Zhuang’s career began with oil painting and then moved to performance art in the early 1990s with works that often involved travel. It was, however, Zhuang’s photographic endeavours that launched him into the spotlight. His One and Thirty series of 1995–6 shows the artist posed full length with thirty different individuals of a particular social or vocational group. Each piece consists of thirty individual portraits arranged in a grid, with the artist as the common denominator across different socially constructed identities. In 1997 Zhuang began a series of group portraits with an antique banquet camera that requires arduous preparation and that produces an elongated horizontal image. The groups he photographed were sometimes as large as 350 people. Each photograph was inscribed with the name and location of the group as well as the date of the photograph. Shuangyuan Energy Source Construction Company, 26 March 1997 shows hardhatted workers posed in front of a nuclear reactor. In each of these photographs the artist himself stands at one end of the group, helping to confound the boundaries between group portraiture and self-portraiture. Zhuang Hui has exhibited his work in ‘Contemporary Photo Art from the People’s Republic of China’ (Kunstverein, Berlin and other venues in Germany, 1997), ‘Revelation Series III: Falling Apart Together’ (Amsterdam, 1999), and ‘dAPERTutto, the 48th Venice Biennial’ (1999).

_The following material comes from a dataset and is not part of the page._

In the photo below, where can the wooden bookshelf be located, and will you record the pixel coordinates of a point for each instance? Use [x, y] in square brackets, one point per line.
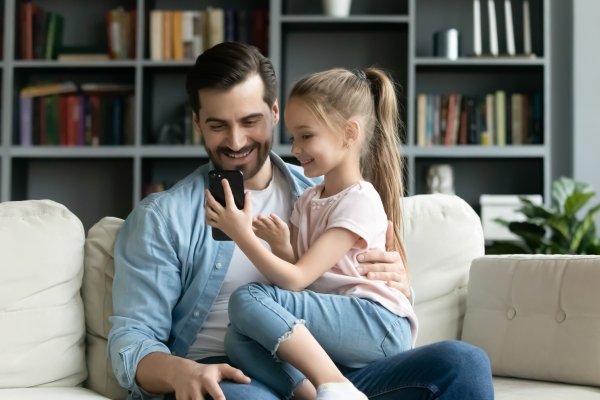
[95, 181]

See also: Lu Zhirong; Zhang Hai’er
Further reading
Borysevicz, Mathieu (1998). ‘The Conductor of Grand Theatre, Zhuang Hui’s Photographic Portraits’. ART AsiaPacific 19:74–9. [Reprinted in John Clark (ed.) (2000), Chinese Art at the End of the Millennium. Hong Kong: New Art Media, 250–4.]
De Matté, Monica (1999). ‘Zhou Tiehai’. In dApertutto Aperto Over All (exhibition catalogue). Venezia: Edizioni La Biennale di Venezia/Marsilio, 216–17.
Nowald, Inken and Tolnay, A. (eds) (1997). Zeitgenössische Fotokunst aus der Volksrepublic China. Heidelberg: Edition Braus, 104–13.